Databricks, the $134bn data-and-AI company, just picked a fight in a market already dominated by Splunk and CrowdStrike. Its move is straightforward on paper: it said it will buy Panther Labs, a cybersecurity startup, as it pushes deeper into “AI-first” defenses. The pitch is blunt too, aiming at the AI age of cyberattacks with a “fight fire with fire” posture, essentially acknowledging that security tooling has to evolve as quickly as the threats.
This is also Databricks’ third security acquisition, which matters because it turns a one-off experiment into a pattern. If a company only buys one security startup, you can argue it was a test. Three acquisitions, however, reads like a strategy you can build budgets around. Databricks is not just dabbling in security adjacent to its data platform. It is actively trying to compete in the part of the stack where defenders and attackers meet, with outcomes measured in detection, response, and the ability to translate messy real-world behavior into actionable signals.
To understand why this is a big deal, zoom out to how these security markets work. Splunk and CrowdStrike are entrenched because they sit on or near the data paths security teams rely on. Typically, that means collecting telemetry, making it searchable and understandable, and then connecting it to threat intelligence and response workflows. Databricks’ core strength is different. It’s the platform where data gets processed and analyzed at scale, and where machine learning becomes practical. The strategic bet is that Databricks can bring that data-and-AI advantage into security operations, turning raw logs and events into faster, smarter detection and triage.
Now connect that to the headline’s “fight fire with fire” framing. In the AI-era threat landscape, attackers can iterate faster, generate more convincing content, automate reconnaissance, and adapt tactics quickly. Defenders, meanwhile, need systems that can keep up, not just by adding more rules, but by improving how they reason over data. If Databricks believes AI will be central to both attack and defense, acquiring a cybersecurity startup like Panther Labs is one way to compress the learning curve. It is a shortcut to security domain expertise, product capability, and team talent that would otherwise take years to assemble.

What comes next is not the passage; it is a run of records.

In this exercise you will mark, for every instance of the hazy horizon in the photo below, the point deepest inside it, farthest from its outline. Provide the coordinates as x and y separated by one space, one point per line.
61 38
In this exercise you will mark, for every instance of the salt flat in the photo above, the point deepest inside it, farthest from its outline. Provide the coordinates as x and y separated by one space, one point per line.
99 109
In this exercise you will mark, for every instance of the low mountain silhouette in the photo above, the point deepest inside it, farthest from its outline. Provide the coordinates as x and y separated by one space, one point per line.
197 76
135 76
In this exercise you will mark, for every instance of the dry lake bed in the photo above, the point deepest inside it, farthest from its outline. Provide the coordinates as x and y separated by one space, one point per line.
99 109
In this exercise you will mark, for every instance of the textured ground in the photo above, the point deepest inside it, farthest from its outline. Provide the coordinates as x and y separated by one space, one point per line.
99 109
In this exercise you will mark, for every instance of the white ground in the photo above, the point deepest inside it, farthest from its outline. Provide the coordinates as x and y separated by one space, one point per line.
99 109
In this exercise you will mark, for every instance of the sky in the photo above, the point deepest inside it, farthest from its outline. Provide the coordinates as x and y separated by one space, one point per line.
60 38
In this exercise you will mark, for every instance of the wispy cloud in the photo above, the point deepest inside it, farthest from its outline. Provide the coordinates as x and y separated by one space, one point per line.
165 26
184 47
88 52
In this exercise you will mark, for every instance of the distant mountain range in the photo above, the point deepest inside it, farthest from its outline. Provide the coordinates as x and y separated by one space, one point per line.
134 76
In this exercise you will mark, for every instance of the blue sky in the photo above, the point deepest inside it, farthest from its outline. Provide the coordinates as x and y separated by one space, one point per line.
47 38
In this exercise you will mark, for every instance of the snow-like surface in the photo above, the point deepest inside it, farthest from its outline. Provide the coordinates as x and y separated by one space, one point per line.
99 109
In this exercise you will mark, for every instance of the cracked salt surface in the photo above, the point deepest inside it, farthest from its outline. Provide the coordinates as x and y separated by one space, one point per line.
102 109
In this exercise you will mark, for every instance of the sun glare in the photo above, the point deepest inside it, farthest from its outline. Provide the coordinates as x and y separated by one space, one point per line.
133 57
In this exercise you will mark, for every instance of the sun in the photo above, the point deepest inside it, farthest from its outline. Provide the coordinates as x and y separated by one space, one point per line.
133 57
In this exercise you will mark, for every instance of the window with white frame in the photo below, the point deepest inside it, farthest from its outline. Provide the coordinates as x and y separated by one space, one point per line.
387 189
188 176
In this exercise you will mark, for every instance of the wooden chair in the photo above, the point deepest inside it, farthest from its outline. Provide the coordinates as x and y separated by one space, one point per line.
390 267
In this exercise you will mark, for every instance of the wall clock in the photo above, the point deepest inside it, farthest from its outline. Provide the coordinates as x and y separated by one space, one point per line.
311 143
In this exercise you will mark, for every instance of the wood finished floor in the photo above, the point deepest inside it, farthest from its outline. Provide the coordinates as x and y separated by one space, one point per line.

Databricks’ acquisition pace also has second-order implications for competitors. When incumbents like Splunk and CrowdStrike face a new challenger, the usual response is product iteration and marketing pressure. But acquisitions can change the math in a different way: they can reshape what the buyer integrates into its platform roadmap. If Databricks can connect its data-and-AI engine with security-specific capabilities, it may lure customers who want an all-in-one path from data ingestion to insight generation and action. Even if customers do not rip-and-replace today, the pressure can show up in procurement cycles later.
There is another angle: security budgets are scrutinized, and regulators care about how risk is managed. While the source does not detail regulatory actions tied to this specific deal, the broader reality is that security tooling is increasingly reviewed through the lens of resilience and accountability. Companies that operate with data at scale tend to be pulled into governance conversations sooner, especially as AI changes how systems are built and audited. For a data-and-AI platform provider like Databricks, entering security competition is not only a technical move. It also brings higher expectations around operational reliability, auditability, and how the tooling affects incident response.
For Databricks decision-makers, the board-level question is simple: does the Panther Labs acquisition strengthen a coherent platform story or create fragmented security features? The fact that this is the third security acquisition suggests Databricks is trying to avoid fragmentation by steadily building a security portfolio with a consistent direction. That direction is competition against the category leaders, specifically mentioned in the source as Splunk and CrowdStrike.
For peers in similar roles, the strategic takeaway is that security is no longer a side quest for platform companies. When a $134bn data-and-AI leader makes a third security acquisition and explicitly targets incumbents, it signals that the market may be shifting toward AI-native security capabilities, delivered through data platforms rather than only through stand-alone security suites.